Vanessa Codaccioni est historienne, politiste et maîtresse de conférences à l’université Paris VIII. Ses derniers ouvrages sont Répression : L’État face aux contestations politiques, paru en 2019 aux éditions Textuel et La société de vigilance-Auto-surveillance, délation et haines sécuritaires, qui vient de sortir chez le même éditeur.  La politiste y démonte la mécanique des répressions politiques en France et dénonce l’institutionnalisation de la surveillance mutuelle.

Vanessa Codaccioni

Une justice d'exception et l'état d'urgence représentent-ils des dangers pour la démocratie ? 

Bien sûr, car l’un et l’autre entraînent des mesures dérogatoires au droit commun, des mesures d’exception, plus attentatoires aux libertés individuelles, moins respectueuses des droits. Le principal danger est que ces dispositifs durent dans le temps. Cela a été le cas par exemple avec l’état d’urgence dû aux attentats de 2015, qui a perduré deux ans jusqu’à figurer dans la loi en 2017. L’état d’urgence et la justice d’exception entraînent une répression de certains groupes, voire de la société, et l’un des dangers est leur banalisation. En devenant ordinaires, ils vont toucher de plus en plus de personnes et dévier de leur objectif initial. Comme lorsque l’état d’urgence pour lutter contre le terrorisme a été appliqué à des militants écologistes en 2015.

La loi sécurité globale s'inscrit-elle dans une vision sécuritaire de la démocratie ?

La loi sécurité globale s’inscrit dans deux mouvements. D’un côté, il y a un renforcement de la répression et un accroissement du pouvoir de surveillance intrusif de l’État, avec l’utilisation de drones ou de caméras piétonnes par la police. Et de l’autre côté, le pouvoir veut empêcher les citoyens d’exercer leur droit de vigilance et de contrôle de ses agents. On veut ainsi invisibiliser les interventions policières et donc la répression.
Il y a un renforcement de la répression du militantisme qui s’inscrit véritablement dans une histoire française de volonté d’annihilation des contestations.

Comment l'activisme oppositionnel est-il traité ? 

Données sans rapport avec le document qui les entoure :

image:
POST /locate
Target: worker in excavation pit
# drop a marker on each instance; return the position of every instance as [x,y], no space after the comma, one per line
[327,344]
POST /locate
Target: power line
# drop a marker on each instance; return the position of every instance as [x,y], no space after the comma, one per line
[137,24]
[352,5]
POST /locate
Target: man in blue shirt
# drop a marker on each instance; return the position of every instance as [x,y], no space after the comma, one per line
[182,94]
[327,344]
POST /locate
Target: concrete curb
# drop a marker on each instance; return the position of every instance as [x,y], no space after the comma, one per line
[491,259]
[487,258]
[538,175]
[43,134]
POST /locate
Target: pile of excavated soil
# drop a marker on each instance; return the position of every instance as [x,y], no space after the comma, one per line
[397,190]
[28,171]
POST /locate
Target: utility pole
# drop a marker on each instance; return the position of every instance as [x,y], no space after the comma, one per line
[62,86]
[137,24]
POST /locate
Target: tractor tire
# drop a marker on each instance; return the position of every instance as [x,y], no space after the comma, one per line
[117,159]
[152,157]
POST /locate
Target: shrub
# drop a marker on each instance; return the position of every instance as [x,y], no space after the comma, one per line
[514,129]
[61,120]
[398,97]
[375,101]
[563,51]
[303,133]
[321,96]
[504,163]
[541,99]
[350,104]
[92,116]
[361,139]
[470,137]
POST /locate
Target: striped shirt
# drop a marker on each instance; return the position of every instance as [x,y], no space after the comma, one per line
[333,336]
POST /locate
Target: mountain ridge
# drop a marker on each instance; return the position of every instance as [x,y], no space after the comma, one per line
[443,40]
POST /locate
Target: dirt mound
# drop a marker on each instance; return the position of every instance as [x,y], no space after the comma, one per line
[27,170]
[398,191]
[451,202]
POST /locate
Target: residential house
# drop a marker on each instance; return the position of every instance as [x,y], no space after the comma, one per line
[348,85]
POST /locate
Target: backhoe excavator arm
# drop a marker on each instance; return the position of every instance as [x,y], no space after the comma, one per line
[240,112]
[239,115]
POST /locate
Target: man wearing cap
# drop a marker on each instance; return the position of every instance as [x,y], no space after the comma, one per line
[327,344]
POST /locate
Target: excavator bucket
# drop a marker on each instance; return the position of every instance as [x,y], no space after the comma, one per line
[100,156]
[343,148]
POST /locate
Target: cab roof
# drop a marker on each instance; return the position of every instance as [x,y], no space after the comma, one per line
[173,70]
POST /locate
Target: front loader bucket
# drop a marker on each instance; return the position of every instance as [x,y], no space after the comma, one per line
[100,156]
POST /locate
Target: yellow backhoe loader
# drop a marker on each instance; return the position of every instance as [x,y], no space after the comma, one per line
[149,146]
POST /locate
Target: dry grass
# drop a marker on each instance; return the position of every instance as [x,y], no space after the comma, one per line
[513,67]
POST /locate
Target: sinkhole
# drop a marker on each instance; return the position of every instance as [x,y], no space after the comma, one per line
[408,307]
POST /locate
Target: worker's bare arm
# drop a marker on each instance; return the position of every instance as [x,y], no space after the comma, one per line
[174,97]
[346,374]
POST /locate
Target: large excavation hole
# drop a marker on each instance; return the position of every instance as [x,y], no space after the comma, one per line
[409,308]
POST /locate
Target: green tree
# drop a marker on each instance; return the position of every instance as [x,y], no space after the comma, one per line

Dès la fin du 19e siècle, le militantisme anarchiste va être traité comme une forme de terrorisme avec la création du délit d’association de malfaiteurs qui représente au moins 80% des affaires terroristes aujourd’hui. Progressivement, des outils se sont mis en place pour assimiler terrorisme et militantisme. Par exemple, la Cour de sûreté de l’État, créée en 1963, a visé les membres de l’OAS mais a fini par toucher aussi des membres de la gauche prolétarienne qui distribuaient des tracts. À partir du moment où la Cour de sûreté de l’État a disparu en 1981, on n’a plus reconnu de délits et de crimes politiques et on a traité les militants et les militantes comme des criminels de droit commun. Il y a bien un mouvement répressif qui vise à dépolitiser les luttes par l’assimilation du militantisme à de la délinquance, de la criminalité, voire parfois à du terrorisme.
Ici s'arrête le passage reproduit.